In this sense, the film allows for a spiritual approach to pain. The indigenous treatment María receives—a bodily purification ritual—is neither exoticized nor aestheticized: it is experienced as a possible way of naming the unnamable. In the figure of the Yagán healer, Torres Leiva delicately weaves together ancestral memory and emotional healing. The film does not aim to denounce or correct colonial wounds (as other recent Chilean films do), but rather to suggest that these traces still persist in contemporary bodies, even in those who arrive from afar. Cuando las nubes esconden la sombra finds its strength in a logic of subtlety. The director distances himself from grandiloquent discourse. His cinema speaks from the minimal: a conversation under the rain, a solitary walk, a voice message recorded to understand what cannot yet be said aloud. María records her thoughts on a device left by the film crew. We don’t know if those words belong to the film she is going to make or if they are part of a personal catharsis. But in that uncertain space—between fiction and reality—the heart of the film takes shape.
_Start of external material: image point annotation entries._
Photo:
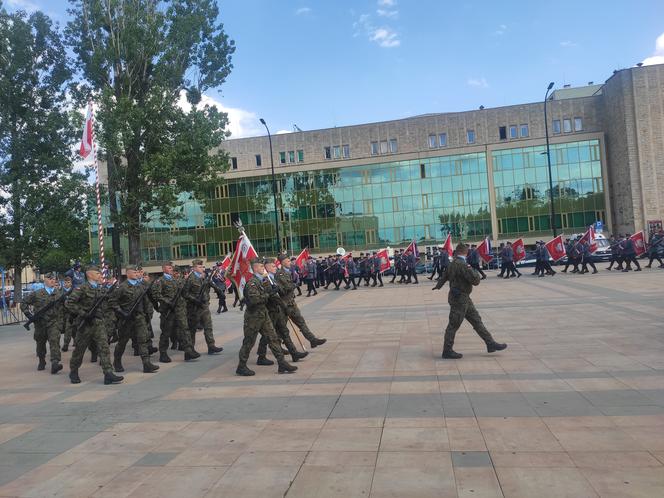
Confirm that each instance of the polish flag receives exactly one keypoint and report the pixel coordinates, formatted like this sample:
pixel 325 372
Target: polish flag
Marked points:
pixel 519 250
pixel 240 266
pixel 87 139
pixel 639 240
pixel 484 250
pixel 556 248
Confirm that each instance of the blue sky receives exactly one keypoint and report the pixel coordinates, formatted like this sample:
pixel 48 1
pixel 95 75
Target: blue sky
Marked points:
pixel 328 63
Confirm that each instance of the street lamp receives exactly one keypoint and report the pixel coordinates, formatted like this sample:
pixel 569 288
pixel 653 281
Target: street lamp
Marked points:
pixel 274 188
pixel 548 161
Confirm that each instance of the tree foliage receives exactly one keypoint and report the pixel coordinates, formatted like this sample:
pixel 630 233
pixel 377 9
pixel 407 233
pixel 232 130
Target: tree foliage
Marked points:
pixel 137 59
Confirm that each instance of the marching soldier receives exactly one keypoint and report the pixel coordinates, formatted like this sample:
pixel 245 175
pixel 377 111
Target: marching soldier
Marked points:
pixel 197 294
pixel 85 303
pixel 47 314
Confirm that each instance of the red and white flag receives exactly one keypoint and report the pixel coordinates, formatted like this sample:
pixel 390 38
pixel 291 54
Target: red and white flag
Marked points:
pixel 87 139
pixel 519 250
pixel 484 250
pixel 240 266
pixel 639 240
pixel 556 248
pixel 447 246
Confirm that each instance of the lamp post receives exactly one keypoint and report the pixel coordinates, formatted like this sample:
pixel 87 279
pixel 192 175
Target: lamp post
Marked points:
pixel 548 162
pixel 274 188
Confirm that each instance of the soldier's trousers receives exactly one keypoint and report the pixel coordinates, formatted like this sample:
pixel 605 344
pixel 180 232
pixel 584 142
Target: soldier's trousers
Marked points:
pixel 258 322
pixel 93 335
pixel 137 328
pixel 44 334
pixel 200 314
pixel 462 307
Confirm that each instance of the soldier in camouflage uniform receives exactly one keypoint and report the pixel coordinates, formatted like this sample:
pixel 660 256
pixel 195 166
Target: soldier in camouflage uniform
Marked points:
pixel 131 294
pixel 197 294
pixel 286 286
pixel 275 308
pixel 49 325
pixel 89 325
pixel 462 278
pixel 257 321
pixel 173 319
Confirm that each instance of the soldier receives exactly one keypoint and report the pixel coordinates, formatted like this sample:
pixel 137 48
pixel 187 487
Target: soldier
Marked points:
pixel 173 318
pixel 46 304
pixel 286 287
pixel 462 278
pixel 197 294
pixel 257 320
pixel 85 303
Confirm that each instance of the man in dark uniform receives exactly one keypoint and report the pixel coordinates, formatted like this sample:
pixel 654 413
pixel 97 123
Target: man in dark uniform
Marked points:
pixel 462 278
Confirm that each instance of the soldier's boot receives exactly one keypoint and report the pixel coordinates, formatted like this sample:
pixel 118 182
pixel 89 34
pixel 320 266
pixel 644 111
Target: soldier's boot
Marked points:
pixel 243 370
pixel 73 376
pixel 149 367
pixel 285 367
pixel 111 378
pixel 263 361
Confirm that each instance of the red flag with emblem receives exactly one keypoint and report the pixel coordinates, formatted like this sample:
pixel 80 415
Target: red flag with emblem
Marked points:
pixel 639 240
pixel 556 248
pixel 240 266
pixel 519 250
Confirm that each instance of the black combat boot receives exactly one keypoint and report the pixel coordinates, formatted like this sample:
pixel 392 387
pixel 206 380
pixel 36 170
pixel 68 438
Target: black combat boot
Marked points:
pixel 263 361
pixel 111 378
pixel 73 376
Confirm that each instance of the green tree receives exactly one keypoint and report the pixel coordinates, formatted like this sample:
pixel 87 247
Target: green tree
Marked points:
pixel 137 57
pixel 41 199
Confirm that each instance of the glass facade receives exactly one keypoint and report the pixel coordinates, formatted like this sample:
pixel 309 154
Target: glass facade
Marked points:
pixel 388 203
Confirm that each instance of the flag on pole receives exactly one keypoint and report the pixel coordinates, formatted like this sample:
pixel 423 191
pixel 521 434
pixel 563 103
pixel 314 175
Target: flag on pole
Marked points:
pixel 240 265
pixel 519 250
pixel 484 250
pixel 556 248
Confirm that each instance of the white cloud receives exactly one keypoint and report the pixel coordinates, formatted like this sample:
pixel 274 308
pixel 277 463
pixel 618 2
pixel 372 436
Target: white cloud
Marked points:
pixel 478 82
pixel 658 56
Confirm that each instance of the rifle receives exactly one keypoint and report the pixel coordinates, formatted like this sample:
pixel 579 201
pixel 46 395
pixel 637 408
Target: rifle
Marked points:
pixel 43 310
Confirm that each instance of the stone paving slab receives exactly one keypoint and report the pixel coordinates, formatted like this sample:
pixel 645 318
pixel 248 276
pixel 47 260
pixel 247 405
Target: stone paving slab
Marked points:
pixel 574 406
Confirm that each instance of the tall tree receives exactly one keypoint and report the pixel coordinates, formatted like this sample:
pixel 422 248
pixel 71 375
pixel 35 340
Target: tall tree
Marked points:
pixel 41 199
pixel 137 59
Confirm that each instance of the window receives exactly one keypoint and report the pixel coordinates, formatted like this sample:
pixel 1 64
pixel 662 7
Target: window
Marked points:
pixel 556 125
pixel 578 124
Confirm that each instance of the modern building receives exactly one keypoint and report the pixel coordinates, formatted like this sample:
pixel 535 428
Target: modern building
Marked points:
pixel 472 174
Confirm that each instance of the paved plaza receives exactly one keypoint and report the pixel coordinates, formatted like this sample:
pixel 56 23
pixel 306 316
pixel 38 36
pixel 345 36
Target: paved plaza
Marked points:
pixel 574 407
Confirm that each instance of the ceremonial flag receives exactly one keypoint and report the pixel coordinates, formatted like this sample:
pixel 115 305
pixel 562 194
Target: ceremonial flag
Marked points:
pixel 639 240
pixel 447 246
pixel 240 265
pixel 385 263
pixel 556 248
pixel 519 250
pixel 484 250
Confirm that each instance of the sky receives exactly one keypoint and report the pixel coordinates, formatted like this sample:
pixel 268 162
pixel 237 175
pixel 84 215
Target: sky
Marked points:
pixel 325 63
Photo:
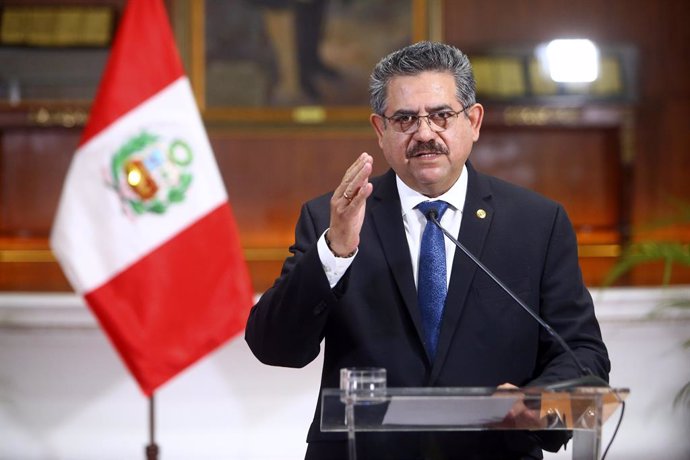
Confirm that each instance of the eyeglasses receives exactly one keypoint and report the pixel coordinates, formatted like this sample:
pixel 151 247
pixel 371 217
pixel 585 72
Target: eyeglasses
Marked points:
pixel 438 121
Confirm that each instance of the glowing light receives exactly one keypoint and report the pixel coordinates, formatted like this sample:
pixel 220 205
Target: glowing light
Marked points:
pixel 571 60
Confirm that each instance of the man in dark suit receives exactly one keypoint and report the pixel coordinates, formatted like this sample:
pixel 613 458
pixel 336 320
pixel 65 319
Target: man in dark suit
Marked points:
pixel 358 263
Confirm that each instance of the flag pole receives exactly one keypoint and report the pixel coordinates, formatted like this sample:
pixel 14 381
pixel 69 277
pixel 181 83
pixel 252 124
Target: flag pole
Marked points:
pixel 152 448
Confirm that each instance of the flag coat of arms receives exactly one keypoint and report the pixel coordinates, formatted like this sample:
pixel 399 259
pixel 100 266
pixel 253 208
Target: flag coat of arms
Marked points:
pixel 144 230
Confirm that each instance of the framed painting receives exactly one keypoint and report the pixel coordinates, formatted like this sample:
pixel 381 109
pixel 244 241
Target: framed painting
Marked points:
pixel 290 61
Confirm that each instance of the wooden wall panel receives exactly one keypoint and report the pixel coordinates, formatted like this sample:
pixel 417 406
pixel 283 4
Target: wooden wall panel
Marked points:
pixel 269 173
pixel 659 32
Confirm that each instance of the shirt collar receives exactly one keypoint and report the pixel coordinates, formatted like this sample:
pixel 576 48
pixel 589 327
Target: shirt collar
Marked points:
pixel 455 196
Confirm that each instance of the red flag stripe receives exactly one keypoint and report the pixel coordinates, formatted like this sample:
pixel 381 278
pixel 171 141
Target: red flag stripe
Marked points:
pixel 145 41
pixel 178 303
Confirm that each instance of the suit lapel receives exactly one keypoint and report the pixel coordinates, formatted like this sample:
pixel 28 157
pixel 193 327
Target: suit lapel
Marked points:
pixel 387 218
pixel 473 231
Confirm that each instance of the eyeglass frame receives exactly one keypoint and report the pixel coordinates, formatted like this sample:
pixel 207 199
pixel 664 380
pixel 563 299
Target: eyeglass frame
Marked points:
pixel 432 126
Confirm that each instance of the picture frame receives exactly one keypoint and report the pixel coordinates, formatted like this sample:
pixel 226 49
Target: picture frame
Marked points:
pixel 296 62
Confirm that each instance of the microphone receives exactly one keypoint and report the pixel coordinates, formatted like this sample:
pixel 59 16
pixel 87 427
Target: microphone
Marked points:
pixel 587 377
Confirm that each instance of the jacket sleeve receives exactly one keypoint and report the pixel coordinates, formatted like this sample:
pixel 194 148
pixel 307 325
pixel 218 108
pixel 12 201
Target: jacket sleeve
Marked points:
pixel 286 326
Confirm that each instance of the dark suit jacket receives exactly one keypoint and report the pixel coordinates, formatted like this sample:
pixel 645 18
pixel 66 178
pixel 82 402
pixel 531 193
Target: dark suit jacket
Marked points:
pixel 371 318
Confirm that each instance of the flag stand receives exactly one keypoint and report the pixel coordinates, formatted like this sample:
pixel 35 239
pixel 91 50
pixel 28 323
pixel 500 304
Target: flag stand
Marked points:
pixel 152 448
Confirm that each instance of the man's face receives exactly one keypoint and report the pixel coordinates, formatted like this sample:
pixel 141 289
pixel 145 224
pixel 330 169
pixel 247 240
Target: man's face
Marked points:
pixel 427 161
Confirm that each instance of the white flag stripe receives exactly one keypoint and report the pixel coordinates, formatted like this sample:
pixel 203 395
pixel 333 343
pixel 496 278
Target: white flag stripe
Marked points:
pixel 113 236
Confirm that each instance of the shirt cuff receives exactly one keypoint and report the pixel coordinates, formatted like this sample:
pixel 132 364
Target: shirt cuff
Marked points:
pixel 334 267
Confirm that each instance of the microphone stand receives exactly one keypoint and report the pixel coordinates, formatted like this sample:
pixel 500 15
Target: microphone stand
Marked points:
pixel 587 378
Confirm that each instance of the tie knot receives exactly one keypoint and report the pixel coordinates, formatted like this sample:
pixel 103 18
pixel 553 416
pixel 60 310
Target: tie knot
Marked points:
pixel 438 207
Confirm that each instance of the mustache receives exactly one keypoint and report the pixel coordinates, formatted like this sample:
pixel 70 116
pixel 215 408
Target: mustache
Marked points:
pixel 426 147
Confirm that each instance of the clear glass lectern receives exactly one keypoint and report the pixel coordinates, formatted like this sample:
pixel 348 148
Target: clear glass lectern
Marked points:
pixel 364 403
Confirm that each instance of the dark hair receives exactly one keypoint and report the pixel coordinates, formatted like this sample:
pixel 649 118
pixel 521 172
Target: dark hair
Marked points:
pixel 422 57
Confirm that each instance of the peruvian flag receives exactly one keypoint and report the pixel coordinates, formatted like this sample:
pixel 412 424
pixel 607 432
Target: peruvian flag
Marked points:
pixel 144 230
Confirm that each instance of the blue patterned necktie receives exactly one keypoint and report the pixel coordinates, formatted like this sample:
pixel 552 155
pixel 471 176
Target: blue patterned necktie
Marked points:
pixel 431 280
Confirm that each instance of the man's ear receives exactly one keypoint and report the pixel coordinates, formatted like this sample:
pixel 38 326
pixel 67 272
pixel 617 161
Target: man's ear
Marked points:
pixel 378 123
pixel 476 115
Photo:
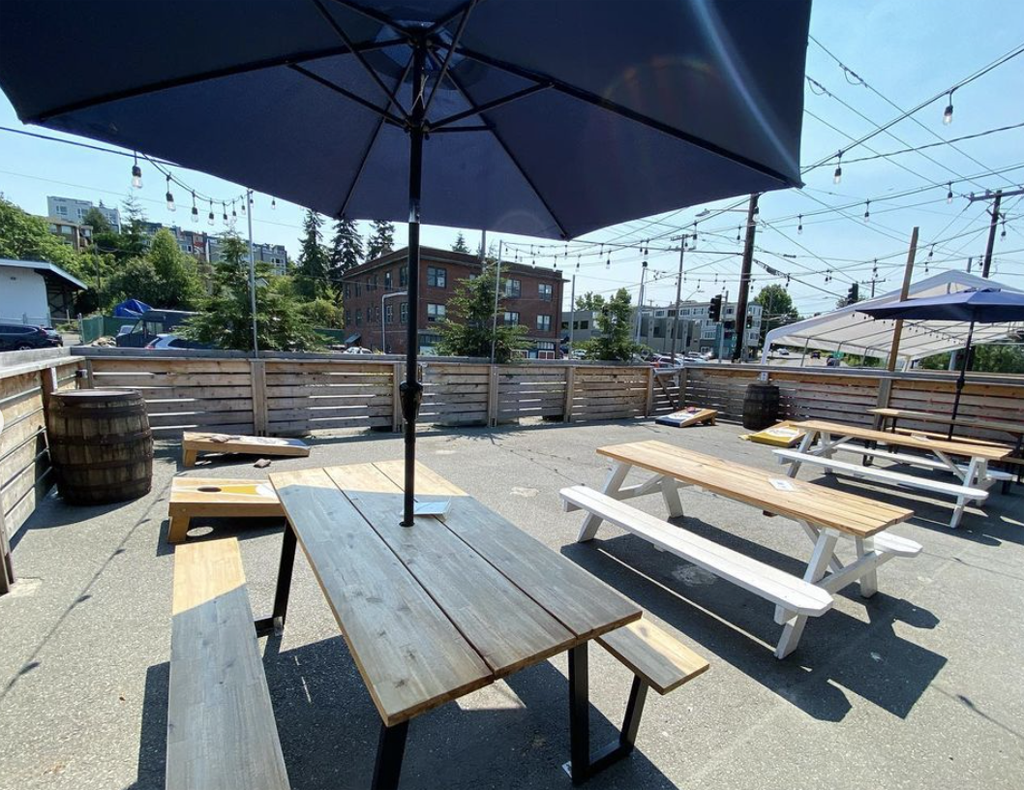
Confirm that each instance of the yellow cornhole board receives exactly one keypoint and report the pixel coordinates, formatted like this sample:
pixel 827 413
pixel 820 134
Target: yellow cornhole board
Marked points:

In this way, María Alché herself, actress and filmmaker, performs a version of herself. Not because she simply plays her name or biography, but because she embodies a sensitivity that connects her with Torres Leiva’s cinematic universe. Her serene presence, her distant gaze, her body hunched from physical pain, all become vessels through which mourning is turned into cinematic material. María doesn’t perform; she endures. And in that gesture, the film becomes a near-therapeutic experience, not only for the protagonist, but also for the viewer. María’s journey through Puerto Williams is not only geographical—it is also existential. She arrives in transit, waiting for a shoot, and ends up becoming part of the community. Her pain, initially opaque and solitary, dissolves into shared gestures, into the words of others, into physical and spiritual contact with her surroundings. The film does not offer a clear resolution: there is no climax, no redemptive ending. But there is a slow, almost imperceptible transformation inscribed in the rhythms of the place. Grief is not something to be overcome, but something to be inhabited.